LAHORE: The members of civil society on Monday passed a resolution in which they demanded from the Nobel Prize Committee to consider Asma Jahangir’s name for the Nobel Peace Prize to honour her lifetime struggle for the supremacy of constitution, rule of principles and superiority of democracy.
A condolence reference to pay tribute to Asma Jahangir was held at a local hotel in Lahore, which was attended by a large number of civil society members, lawyers, students and political activists. The keynote speakers included former foreign minister Khurshid Mahmood Kasuri, Justice (r) Nasira Javed, I A Rehman, Imtiaz Alam, Jugnu Mohsin, Ihsan Wayin, Farooq Tariq, Moona Baig and Sulema Jahangir.
Remembering his relation with Asma, Khurshid Kasuri said that he knew Asma since she was young as the two had close family terms. While recalling his memories with the late human rights activist, he said that whenever Zulfiqar Ali Bhutto used to visit Lahore, Asma was Nusrat Bhutto’s host.
“Asma was a genius and brave person who remained tolerant despite facing crucial circumstances,” he said and added, “The common thing between me and Asma was the tolerance, even though we had different opinions”.
Khurshid said that Asma treated everyone equally, even those whom she had ideological differences with.
Nasira Javed while expressing grief, said that Asma passed away so early and no one can replace her. “Asma was younger than me but professionally she was much stronger than I am. It was because of her efforts that women of the country now have the courage to raise their voice,” she said.
“She was loyal and committed and that was why even the politicians who were against her, wanted Asma to be their lawyer,” Nasira said and added that she was an institute in herself.
Imtiaz Alam said that Asma had yet a lot to do and the people were not ready to witness her demise. “She always stood by her stance and made many to bow before her,” he said. Calling her a great liberal, Alam said that she remained active against sectarianism, extremism and dictatorship.
“She fought for the rights of the deprived and oppressed segments of the society and for democracy. She raised her voice against the misuse of blasphemy laws over which she was even declared a non-Muslim, but she ignored the pressure and still stood by her stance,” he said.
Ihsan Wayin said that Asma was the greatest human rights defender in the world and believed in harmony, impartiality and justice for everyone. “People from smaller provinces had blind trust in Asma because she kept on fighting for their rights,” he said and added that she was the only one in Pakistan who criticised the wrong judgments of the court.
Jugnu Mohsin while paying tribute to the late lawyer said that she had been deprived of a great friend. “In the most troubled times of my life, I used to contact Asma,” she said while recalling how it was because of Asma’s efforts that her husband Najam Sethi was released after being arrested in 1999.
I A Rehman in his address said that Asma was an institute developer. He said that what needs to be understood is Asma’s legacy that she has left behind.
“No one can ever replace Asma, but the thing is to retain her work.
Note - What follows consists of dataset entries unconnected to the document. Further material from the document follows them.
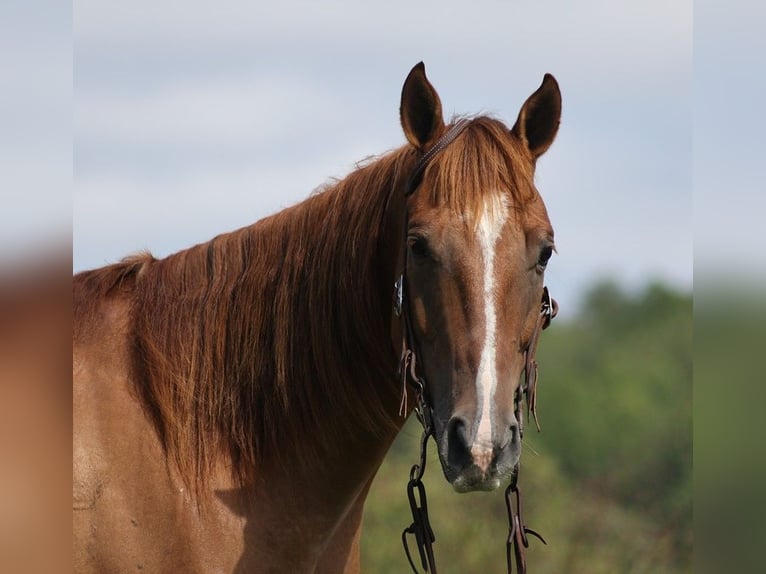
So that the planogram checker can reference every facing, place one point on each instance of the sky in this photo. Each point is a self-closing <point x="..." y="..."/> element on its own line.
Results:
<point x="194" y="118"/>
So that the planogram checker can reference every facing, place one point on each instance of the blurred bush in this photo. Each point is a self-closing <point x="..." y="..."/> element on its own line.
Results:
<point x="608" y="481"/>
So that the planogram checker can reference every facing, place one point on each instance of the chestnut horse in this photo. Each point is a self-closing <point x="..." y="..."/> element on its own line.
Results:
<point x="233" y="401"/>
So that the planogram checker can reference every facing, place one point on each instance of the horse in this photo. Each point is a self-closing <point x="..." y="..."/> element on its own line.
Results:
<point x="233" y="401"/>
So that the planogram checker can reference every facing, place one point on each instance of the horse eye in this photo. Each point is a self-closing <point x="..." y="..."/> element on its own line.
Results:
<point x="545" y="255"/>
<point x="418" y="246"/>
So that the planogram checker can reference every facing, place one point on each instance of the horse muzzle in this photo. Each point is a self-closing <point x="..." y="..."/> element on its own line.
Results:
<point x="472" y="462"/>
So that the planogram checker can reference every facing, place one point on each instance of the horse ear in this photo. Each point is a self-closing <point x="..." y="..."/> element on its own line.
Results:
<point x="421" y="110"/>
<point x="539" y="117"/>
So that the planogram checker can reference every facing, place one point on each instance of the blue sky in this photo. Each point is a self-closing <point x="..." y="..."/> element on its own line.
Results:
<point x="195" y="118"/>
<point x="191" y="120"/>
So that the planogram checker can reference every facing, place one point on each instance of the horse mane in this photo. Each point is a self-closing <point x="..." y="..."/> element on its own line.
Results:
<point x="247" y="344"/>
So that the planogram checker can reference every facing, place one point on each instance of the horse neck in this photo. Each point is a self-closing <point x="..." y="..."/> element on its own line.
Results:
<point x="273" y="343"/>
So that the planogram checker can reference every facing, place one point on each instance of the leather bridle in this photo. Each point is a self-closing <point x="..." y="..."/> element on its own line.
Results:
<point x="517" y="539"/>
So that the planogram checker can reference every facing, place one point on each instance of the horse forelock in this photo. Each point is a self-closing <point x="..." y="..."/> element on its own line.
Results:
<point x="485" y="159"/>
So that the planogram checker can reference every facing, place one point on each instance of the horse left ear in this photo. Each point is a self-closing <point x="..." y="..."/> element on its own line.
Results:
<point x="539" y="117"/>
<point x="421" y="109"/>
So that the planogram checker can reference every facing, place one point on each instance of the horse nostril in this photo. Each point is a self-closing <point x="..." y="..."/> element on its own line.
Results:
<point x="511" y="435"/>
<point x="458" y="442"/>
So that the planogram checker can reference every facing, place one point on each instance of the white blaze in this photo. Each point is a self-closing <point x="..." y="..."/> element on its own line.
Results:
<point x="492" y="220"/>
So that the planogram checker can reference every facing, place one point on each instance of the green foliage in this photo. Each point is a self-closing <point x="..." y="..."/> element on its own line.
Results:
<point x="607" y="482"/>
Asma fought for the rights of labourers, women, the deprived and oppressed, and it should now be our duty to work for them as she did,” he said and added that Asma is the name of the rising movement of humankind as she used to say that we need a liberal political leadership to eliminate terrorism from the country.
Participants passed four resolutions, one from the Nobel Prize Committee and three from the authorities – to name a road after Asma in Lahore, replace the name of the Constitutional Avenue in Islamabad with Asma’s name and to create a chair in the name of Asma in every law college of the country.